Deirdre G. Martin Memorial Privacy Law Award for the Best Research Paper

Meghan Sali (3rd year of JD) for “A Square Peg in a Round Hole : Why Copyright is Not the Answer to the Non-Consensual Distribution of Intimate images”

Abstract: This paper responds to a brand of legal realpolitik that says using property law to respond to the non-consensual distribution of intimate images (NCDII) is appropriate and even necessary because its remedial frameworks are well-developed and provide the relief that is often most sought after by victims in the aftermath of an assault: the removal of photos from online platforms. At some level, defaulting to property frameworks is logical where it provides remedies that prove challenging for survivors of image-based sexual abuse to secure through other means. However, relying on copyright for a remedy puts survivors in the position of having to argue that the real harm they have suffered is to their property interests, rather than to their dignity, privacy, and physical safety. Furthermore, copyright remedies fail to respond to the broader societal harms and to the equality interests of women and girls whose participation in public life is limited by this kind of abuse.

 

Thanks to the generosity of friends and colleagues of Deirdre G. Martin, each student will receive an award of CA$1,500.

 

The Deirdre G. Martin Memorial Privacy Law Award was established by Deirdre G. Martin’s friends and colleagues in the Insurance Bureau of Canada’s Legal Division who want to honour her memory.

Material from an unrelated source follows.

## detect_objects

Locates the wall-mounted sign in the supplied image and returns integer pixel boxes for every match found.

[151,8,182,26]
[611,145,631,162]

All professors teaching a privacy law-related course at the Faculty of Law were invited to nominate the best papers written during the 2020-2021 academic year by a student from the Common Law Section, the Civil Law Section or the Graduate Studies. The Selection Committee was comprised of Professor Michael Geist, Professor Teresa Scassa and Professor Florian Martin-Bariteau.

 

About Deirdre G. Martin

Deirdre G. Martin earned her law degree cum laude in 1978 from the Faculty of Law, Common Law Section at the University of Ottawa. She was Senior Counsel with the Insurance Bureau of Canada from 1998 to 2006. She was an expert on the application of the federal, Alberta and British Columbia privacy laws to the property and casualty insurance industry. She was a gifted speaker who enjoyed making presentations on the implementation of these privacy laws. Between 2001 and 2004, she gave training seminars and presentations across Canada to over two thousand people from P&C insurance companies, independent brokers and claims adjusters.